DE NOUVEAUX INCONVÉNIENTS DU VOISINAGE
Il convient de répondre à Mme Jocelyne F. qu’à première vue, l’article 976 du Code civil pourrait s’appliquer à son cas.
« Les voisins, énonce cet article, doivent accepter les inconvénients normaux du voisinage qui n’excèdent pas les limites de la tolérance qu’ils se doivent, suivant la nature ou la situation de leurs fonds, ou suivant les usages locaux. »
Dans une décision récente, la Cour d’appel mentionne que l’article 976 du Code civil « oblige les voisins à accepter les inconvénients normaux du voisinage, que ces inconvénients soient occasionnés par des voisins nouveaux ou anciens ou qu’ils découlent d’un usage récent ou ancien ».
« Ainsi, poursuit le tribunal, le voisinage peut occasionner de nouveaux inconvénients avec lesquels il faudra composer lorsque ces inconvénients peuvent être qualifiés de normaux pour le voisinage. »
« En revanche, “les inconvénients normaux du voisinage” ne doivent pas être déterminés dans l’abstrait, mais plutôt en tenant compte de l’environnement dans lequel un abus de droit se serait matérialisé. Les limites de la tolérance que se doivent les voisins seront tracées “suivant la nature ou la situation de leurs fonds, ou suivant les usages locaux”. »
INCOMMODÉS PAR LES AIGUILLES D’UN PIN
Comme le souligne le magistrat dans un jugement rendu il y a trois mois,
« la détermination du caractère normal ou anormal d’un trouble de voisinage relève du pouvoir d’appréciation du Tribunal ».
Dans cette cause fort récente, les demandeurs alléguaient « être grandement incommodés par le pin blanc dont les branches surplombent sur une partie de leur stationnement ».
Ils précisaient que le pin en question perdait ses aiguilles environ une fois par année et que sa sève pouvait tomber sur leurs automobiles. Cela, disaient-ils, les obligeait à nettoyer leurs autos, leur terrain et leur propriété « et ce, de façon régulière ».
« Pour le Tribunal, lit-on dans le jugement, ces situations ne sont pas des troubles anormaux du voisinage, mais d’une conséquence normale liée à la vie en milieu urbain. »
« […] Le Tribunal retient de la preuve que le pin blanc des Défendeurs est sain. Le seul phénomène naturel en cause est la chute des aiguilles et de la sève. »

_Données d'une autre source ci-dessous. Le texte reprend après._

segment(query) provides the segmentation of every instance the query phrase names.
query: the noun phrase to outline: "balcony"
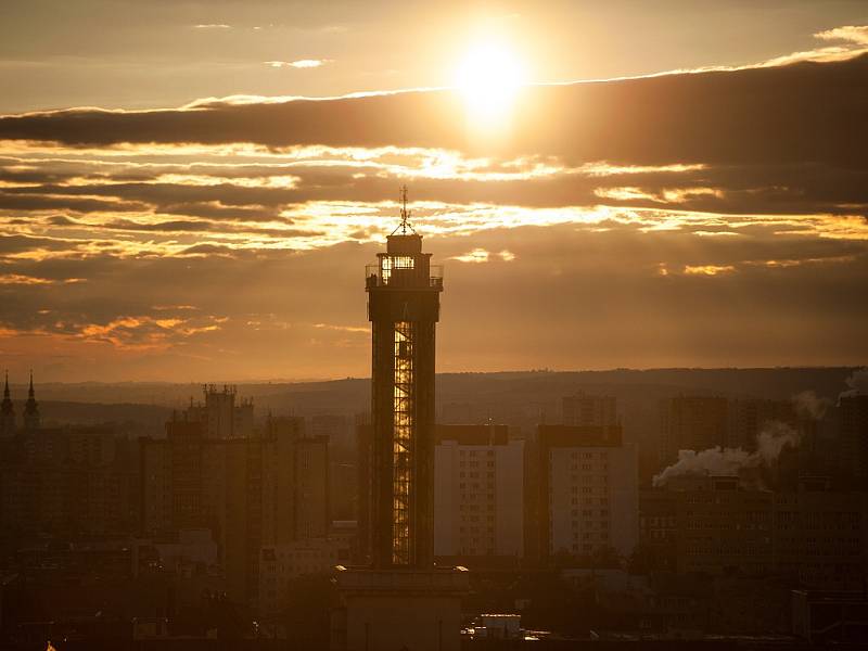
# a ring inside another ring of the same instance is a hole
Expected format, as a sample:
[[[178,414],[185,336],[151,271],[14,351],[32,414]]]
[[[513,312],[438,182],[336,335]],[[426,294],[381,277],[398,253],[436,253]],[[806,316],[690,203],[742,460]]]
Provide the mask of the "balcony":
[[[427,270],[413,268],[384,270],[378,263],[366,265],[365,286],[369,290],[372,288],[443,290],[443,265],[430,265]]]

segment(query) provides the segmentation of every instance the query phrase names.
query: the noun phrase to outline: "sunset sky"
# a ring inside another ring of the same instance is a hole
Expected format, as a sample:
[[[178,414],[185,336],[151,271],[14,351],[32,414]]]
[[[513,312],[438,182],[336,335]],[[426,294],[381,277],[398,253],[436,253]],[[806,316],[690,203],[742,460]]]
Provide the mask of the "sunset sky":
[[[0,89],[18,382],[367,375],[403,183],[441,371],[868,362],[863,0],[3,0]]]

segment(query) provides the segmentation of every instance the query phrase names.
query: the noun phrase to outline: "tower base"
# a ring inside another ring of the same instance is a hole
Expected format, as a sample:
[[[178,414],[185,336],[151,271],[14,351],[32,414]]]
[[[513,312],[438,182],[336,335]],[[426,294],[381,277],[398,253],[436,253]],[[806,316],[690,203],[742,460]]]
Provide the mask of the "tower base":
[[[459,651],[464,567],[335,574],[332,651]]]

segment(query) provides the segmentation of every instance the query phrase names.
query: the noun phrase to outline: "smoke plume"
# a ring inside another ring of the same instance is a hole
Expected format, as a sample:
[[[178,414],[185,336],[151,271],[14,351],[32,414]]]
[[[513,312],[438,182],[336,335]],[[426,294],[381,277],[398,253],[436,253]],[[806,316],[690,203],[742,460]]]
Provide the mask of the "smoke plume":
[[[784,447],[796,447],[799,433],[784,423],[769,422],[756,436],[756,451],[715,447],[707,450],[679,450],[678,461],[654,477],[654,486],[664,486],[677,476],[738,476],[744,469],[771,465]]]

ABSENCE DE DOMMAGE PERMANENT
« […] Même si certains inconvénients existent, ils ne rencontrent pas la gravité requise par le Code civil du Québec pour constituer un trouble de voisinage. »
« […] Dans son évaluation, le Tribunal retient qu’aucun dommage permanent n’est causé à la propriété des Demandeurs tant par les salissures que par la présence des aiguilles du pin blanc. »
« En somme, conclut le tribunal au sujet des allégations des demandeurs à ce sujet, la perte des aiguilles n’est pas un trouble et inconvénient déraisonnable. »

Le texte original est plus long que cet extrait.